It has been said that the whole ice-floor sloped slightly towards one side of the cave, the slope becoming rather more steep near the edge. Clearly, ever so slight a slope would be sufficiently embarrassing, when the surface was so perfectly smooth and slippery; and this added much to the difficulty of walking in a bent attitude. On coming out of one of the domes, I tried progression on all-fours—threes, rather, for the candle occupied one hand,—and I cannot recommend that method, owing to the impossibility of putting on the break. The pace ultimately acquired is greater than is pleasant, and the roof is too near the floor to allow of any successful attempt to bring things to an end by the reassumption of a biped character.
We placed a thermometer in the line of greatest current, and another in a still part of the cave. The memorandum is lost of their register—if, indeed, we ever made one, for we were more concerned with the beauties than the temperature was surprisingly high in the line of current, as compared with the ordinary temperature of ice-caves.
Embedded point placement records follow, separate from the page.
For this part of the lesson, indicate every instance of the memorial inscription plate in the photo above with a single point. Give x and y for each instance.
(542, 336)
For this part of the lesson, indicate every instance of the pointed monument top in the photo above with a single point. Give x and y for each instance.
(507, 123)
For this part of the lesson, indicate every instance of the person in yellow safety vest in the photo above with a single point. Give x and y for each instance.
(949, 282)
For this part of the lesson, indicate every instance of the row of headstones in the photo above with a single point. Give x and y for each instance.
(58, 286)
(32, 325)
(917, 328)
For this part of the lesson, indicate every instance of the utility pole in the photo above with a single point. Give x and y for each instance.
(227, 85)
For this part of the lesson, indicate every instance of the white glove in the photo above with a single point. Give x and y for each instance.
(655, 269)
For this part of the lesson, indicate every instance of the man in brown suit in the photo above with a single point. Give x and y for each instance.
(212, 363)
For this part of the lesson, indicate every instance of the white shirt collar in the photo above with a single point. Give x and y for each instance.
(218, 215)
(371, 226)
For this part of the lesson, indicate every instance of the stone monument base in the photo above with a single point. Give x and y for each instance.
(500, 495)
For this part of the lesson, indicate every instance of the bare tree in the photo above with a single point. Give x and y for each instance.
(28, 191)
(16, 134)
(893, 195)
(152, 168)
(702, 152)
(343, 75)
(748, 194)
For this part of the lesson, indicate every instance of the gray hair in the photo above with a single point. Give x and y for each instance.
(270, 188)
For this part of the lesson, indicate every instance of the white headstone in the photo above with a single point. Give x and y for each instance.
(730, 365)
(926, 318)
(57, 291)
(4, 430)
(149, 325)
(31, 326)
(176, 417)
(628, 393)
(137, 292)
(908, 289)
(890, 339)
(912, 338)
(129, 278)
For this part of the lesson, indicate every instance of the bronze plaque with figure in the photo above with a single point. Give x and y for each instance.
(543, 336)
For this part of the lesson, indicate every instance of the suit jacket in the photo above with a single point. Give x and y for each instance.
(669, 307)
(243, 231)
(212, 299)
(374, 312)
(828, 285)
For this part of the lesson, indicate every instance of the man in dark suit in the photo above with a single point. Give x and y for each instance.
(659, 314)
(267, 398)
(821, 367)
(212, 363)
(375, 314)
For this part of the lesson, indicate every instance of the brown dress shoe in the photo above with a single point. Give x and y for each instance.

When we came to compare backs, after leaving the cave, we mutually found that they were in a very disreputable condition. The damp and ragged roof with which they had been so frequently in contact had produced a marked effect upon them, and I eventually paid a tailor in Geneva three francs for restoring my coat to decency. M. took great credit to herself for having been more careful of her back than the others, and declined to be laughed at for forgetting that she was only about half as high as they, to begin with. A. still remembers the green-grey stains, as the most obstinate she ever had to deal with, especially as her three-days’ knapsack contained no change for that outer part of her dress.
The ‘Ecu’ gave us a charming dinner on our return; then a moderate bill, and an affectionate farewell; and we succeeded in catching the early evening train for Pontarlier.
[Footnote 48: Aigue, or egue, in the patois of this district, is equivalent to eau, the Latin aqua.]
[Footnote 49: Ebel, in his Swiss Manual (French translation of 1818, t. iii.), mentions this glaciere under the head Motiers, and observes that it and the grotto of S. Georges are the only places in the Jura where ice remains through the summer. This statement, in common with a great part of Ebel, has been transferred to the letterpress of Switzerland Illustrated.]
[Footnote 50: Switzerland sent 7,500,000 gallons of absinthe to France in 1864.]
[Footnote 51: Point d’argent, point de Suisse, is a proverbial expression which the Swiss twist into a historical compliment, asserting that it arose in early mercenary times, from the fact that they were too virtuous to accept the suggestion of the general who hired them, and wished them to take their pay in kind from the defenceless people of the country they had served.]